Drouot vendu et retrouvé

Les commissaires-priseurs parisiens n’ont pas cédé aux sirènes des fonds d’investissement. Ils ont trouvé un acheteur pour les actifs de Drouot SA : eux-mêmes.


© Drouot
La structure de la galaxie Drouot, qui s’est toujours distinguée par une relative complexité, serait-elle en voie de rationalisation ? C’est ce que semblent augurer les manœuvres en cours autour d’une nouvelle structure, Drouot Patrimoine. Derrière la multiplicité des noms et des véhicules juridiques - Drouot SA, Drouot Holding, Drouot Patrimoine - se joue une partie relativement simple, dont Maître Delettrez, président de Drouot Holding, ne donnera la confirmation officielle qu’au début décembre. Des commissaires-priseurs voulaient quitter l’ensemble ? La possibilité leur en est ouverte, par l’intermédiaire d’une vente. Une vente à un tiers, comme on l’a supposé ? Non. L’acheteur s’appelle Drouot Patrimoine et ses actionnaires seront… les commissaires-priseurs. Du moins ceux qui veulent rester. À ceux qui veulent partir, il est offert une grande liberté de choix : soit une sortie définitive, soit un panachage, les commissaires-priseurs pouvant vendre une partie de leurs parts et obtenir le résidu en actions de Drouot Patrimoine. Cette nouvelle entité regroupera les actifs de Drouot SA, y compris la Gazette de l’hôtel Drouot, Le Moniteur des Ventes et Drouot Formation, auquel s’ajoutera le joyau de la SCI, l’hôtel des ventes Drouot Richelieu, mais pas Drouot Nord ni Drouot Véhicules.

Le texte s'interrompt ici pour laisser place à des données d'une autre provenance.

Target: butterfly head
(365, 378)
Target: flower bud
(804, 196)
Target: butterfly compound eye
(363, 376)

À quand une véritable maison de ventes ?
Ce faisant, Drouot s’affirme-t-il davantage sur la place ? On est en droit d’en douter. Selon les estimations, la valorisation de l’ensemble qui confluera dans Drouot Patrimoine serait à peine supérieur à ce que proposait en son temps Pierre Bergé (soit 43 millions €) mais inférieur à ce qu’en offrait Barclays ou Axa. Une année d’attentisme a eu pour conséquence de mener à la constitution de forces concurrentes - autour d’Artcurial avec Poulain - Le Fur, Briest et, partiellement, Aguttes ainsi que le groupe Ivoire, constitué par douze maisons de province, ou autour de Pierre Bergé, avec Buffetaud, Chambres, Godeau et de Nicolay. L’occasion fiscalement très favorable (la transformation rétroactive, par la loi de juillet 2000, de la Compagnie parisienne des commissaires-priseurs en société anonyme a «effacé» les substantielles plus-values) va logiquement pousser un certain nombre de commissaires-priseurs à quitter Drouot et à réaliser leurs actifs (qui s’ajouteront à l’indemnisation en cours, aux soins de l’État). Mais l’on ne distingue pas encore de projet d’entreprise. L’idée défendue - par Pierre Bergé à haute voix, par d’autres plus discrètement - de créer une véritable maison de ventes ne semble pas séduire des actionnaires à l’individualisme marqué. Drouot, au périmètre rétréci, reste un hôtel des ventes. Avec une savoureuse couleur locale, mais sans stratégie d’ensemble.